My prediction is that, above all else, two specific things about this debut will make the most immediate impact on listeners. First, with trips to North Virginia, New England, Las Vegas, Abilene, Corinth, Tennessee, and Carolina, Presenting The Great Unknowns puts on more miles than a record of truck driving songs. (Just a theory, but all this highway talk could be related to the fact that songwriter and vocalist Becky Warren lives in Statesboro, Georgia, while the other three band members are in Boston.)
Second, the music that fuels these road trips frequently sounds like the work of an extraordinarily good tribute band, Sweet Old Gravel Road: The Lucinda Williams Experience. This strong similarity is most striking on “Forever”, all weathered vocals, accordion, and damaged hearts; its opening line, “Since you’ve been gone, my heart is a fist,” even sounds like it could have two-stepped off Williams’ self-titled record.

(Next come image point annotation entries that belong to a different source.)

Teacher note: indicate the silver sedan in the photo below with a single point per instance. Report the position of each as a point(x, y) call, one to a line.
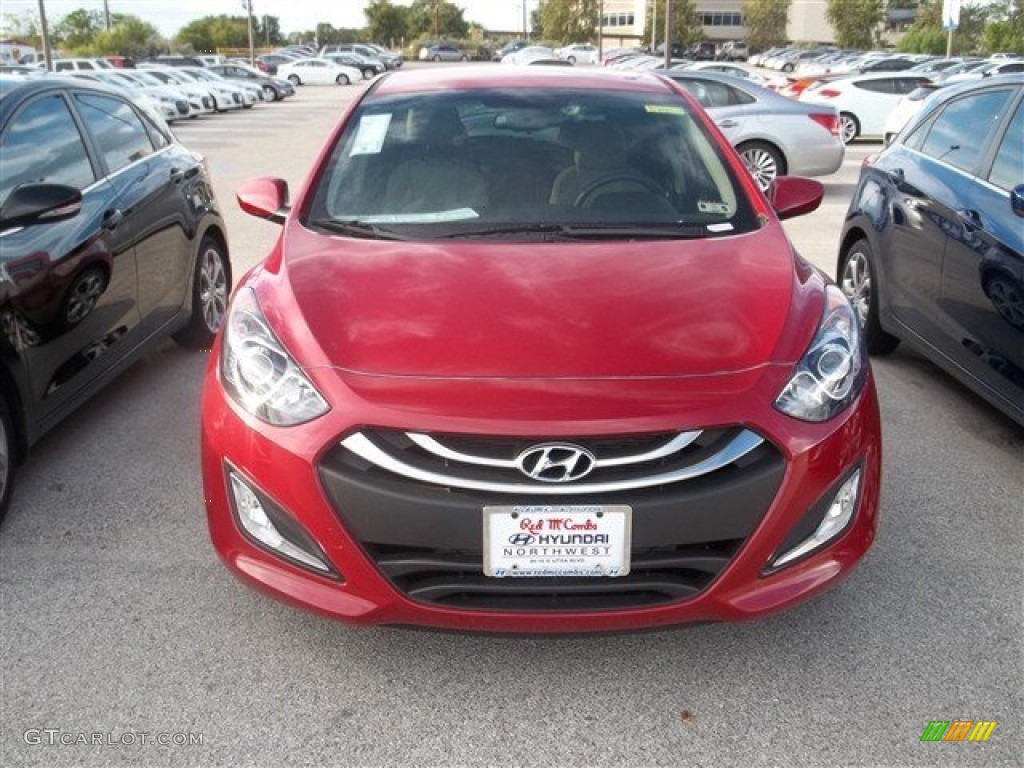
point(774, 135)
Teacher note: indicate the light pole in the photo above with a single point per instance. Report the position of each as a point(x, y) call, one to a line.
point(248, 5)
point(653, 26)
point(44, 33)
point(668, 34)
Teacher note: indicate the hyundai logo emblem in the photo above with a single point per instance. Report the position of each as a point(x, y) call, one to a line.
point(555, 462)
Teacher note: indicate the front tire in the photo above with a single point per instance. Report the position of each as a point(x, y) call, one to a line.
point(210, 288)
point(763, 161)
point(858, 279)
point(7, 457)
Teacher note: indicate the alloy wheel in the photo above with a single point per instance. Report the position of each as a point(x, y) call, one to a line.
point(212, 288)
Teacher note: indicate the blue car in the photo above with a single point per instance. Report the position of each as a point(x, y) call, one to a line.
point(932, 251)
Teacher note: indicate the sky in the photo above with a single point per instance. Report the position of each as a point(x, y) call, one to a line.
point(170, 15)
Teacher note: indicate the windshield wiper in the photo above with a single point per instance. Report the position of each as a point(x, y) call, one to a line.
point(355, 228)
point(589, 231)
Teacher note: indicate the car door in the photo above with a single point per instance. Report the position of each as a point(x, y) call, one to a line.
point(981, 308)
point(72, 309)
point(152, 178)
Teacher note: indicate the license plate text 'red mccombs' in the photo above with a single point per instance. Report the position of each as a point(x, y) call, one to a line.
point(564, 541)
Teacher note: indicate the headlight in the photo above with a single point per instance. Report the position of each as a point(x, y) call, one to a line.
point(259, 375)
point(833, 371)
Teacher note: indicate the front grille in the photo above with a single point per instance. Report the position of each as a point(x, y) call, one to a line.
point(415, 504)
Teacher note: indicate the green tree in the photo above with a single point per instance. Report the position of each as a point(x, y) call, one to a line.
point(386, 23)
point(766, 20)
point(129, 36)
point(685, 22)
point(855, 22)
point(266, 31)
point(568, 20)
point(436, 18)
point(210, 33)
point(79, 28)
point(927, 35)
point(1005, 31)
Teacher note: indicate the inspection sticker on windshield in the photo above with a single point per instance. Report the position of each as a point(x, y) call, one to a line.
point(709, 207)
point(557, 541)
point(665, 110)
point(373, 131)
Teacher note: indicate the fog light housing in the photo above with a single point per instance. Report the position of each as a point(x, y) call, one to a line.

Despite this second quirk — or, more likely, because of it — I can’t stop playing this disc. Warren’s songwriting is evocative and richly detailed throughout (“You can’t make it in this town without leather for bones and a conscience of stone” is one rather Townes-ian example), and guitarist Michael Powell’s experience in the power-pop band Invisible Downtown seems to have brought an exceptional crispness and hookiness to the Great Unknown’s rootsy rock.
Thus, I walk around singing the “When I Was Your Girl” chorus from the fine song of the same name, earning strange looks from my wife and proving that the album has made a home in my head, and quite possibly in my heart.